Adesso che dal cielo è
giunto il segnale che la città cercava, il cardinale offre a Rosalia e
alle sue compagne il proprio omaggio. Un dono che sia la massima
espressione del talento umano nel tentativo di rappresentare la potenza
divina, la dolcezza della Grazia. Lunghi teli bianchi si srotolano dalla
balconata superiore della cattedrale e scendono fino a terra. Sulla
candida parete dell’edificio, appare la Madonna del Rosario di Van Dyck.
Nuovamente la musica
esplode in un crescendo irresistibile.
Il cardinale si rivolge
adesso alla città e chiede a tutti i palermitani di esprimere un segno di
pace, di fratellanza, di solidarietà. Ordina che si cessi di piangere la
morte e si ricominci ad amare la vita. Una terza impennata musicale scuote
il pubblico, mentre centinaia di colombe bianche si alzano in volo dalle
mura del lazzaretto.
La musica trionfale
sostiene il cardinale, mentre annuncia la salvifica processione. Percorre
il secondo corridoio del lazzaretto ed esce dall’edificio. In sottofondo
giunge l’eco dei tamburi che annunciano la sfilata.
Il cardinale monta sul
baldacchino e si pone alla testa del corteo, davanti al Carro di Santa
Rosalia. La musica e il clamore della folla lo accompagnano verso i
Quattro Canti di piazza Vigliena.
Il corteo Al centro del
corteo, c’è un baldacchino di stoffa dov’è posto il trono del cardinale
Giannettino Doria, circondato da 64 figuranti. Di questi, 20 sono i
portatori del baldacchino, in costume barocco da valletto; 20 sono
alabardieri; 4 portano il trono cardinalizio; mentre 20 chierici in tunica
bianca recano turiboli d’incenso. Precedono il corteo 10 suonatori di
tamburo, anch’essi in costume d’epoca, che eseguono musiche tradizionali
del Festino.
Archi trionfali in legno
racchiudono l’ottagono dei Quattro Canti, mentre le quattro pareti
monumentali sono coperte da teli di tulle, che permettono sia di mostrare
le sculture in trasparenza, sia di diventare schermo per proiezioni e
giochi di luce.
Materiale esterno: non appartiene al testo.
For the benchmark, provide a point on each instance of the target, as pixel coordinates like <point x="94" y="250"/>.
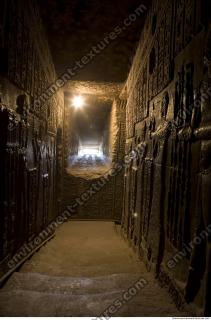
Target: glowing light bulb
<point x="78" y="102"/>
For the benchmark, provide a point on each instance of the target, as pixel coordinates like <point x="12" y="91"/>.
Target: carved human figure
<point x="164" y="128"/>
<point x="203" y="133"/>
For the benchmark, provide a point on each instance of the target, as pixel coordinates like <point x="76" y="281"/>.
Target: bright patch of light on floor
<point x="86" y="151"/>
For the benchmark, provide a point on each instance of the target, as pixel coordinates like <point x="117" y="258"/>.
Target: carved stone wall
<point x="31" y="153"/>
<point x="167" y="95"/>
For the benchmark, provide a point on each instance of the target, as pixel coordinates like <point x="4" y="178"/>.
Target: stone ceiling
<point x="74" y="26"/>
Il Carro trionfale si ferma al centro della piazza; e
mentre dai balconi cade una pioggia di petali di rosa, il Sindaco, come
tradizione, sale sul Carro e depone un mazzo di fiori ai piedi della
Santa, gridando: Viva Palermo, Viva Santa Rosalia.
Dai Quattro Canti, il
corteo e il Carro riprendono il loro percorso lungo il Cassaro, illuminato
da torce e padelle romane, e decorato da drappi rossi che scendono dai
balconi.
A Porta Felice, da un arco
scenografico in legno che chiude i due bastioni, una cantante lirica
esegue un’aria di ringraziamento, mentre un gruppo di sbandieratori
festeggia simbolicamente la cacciata della peste da Palermo. Il Carro
continua, poi, lungo il Foro Italico, dove si ferma definitivamente nei
pressi del palchetto della Musica.
Subito dopo, iniziano gli
sfavillanti giochi pirotecnici dal mare, che chiudono la festa.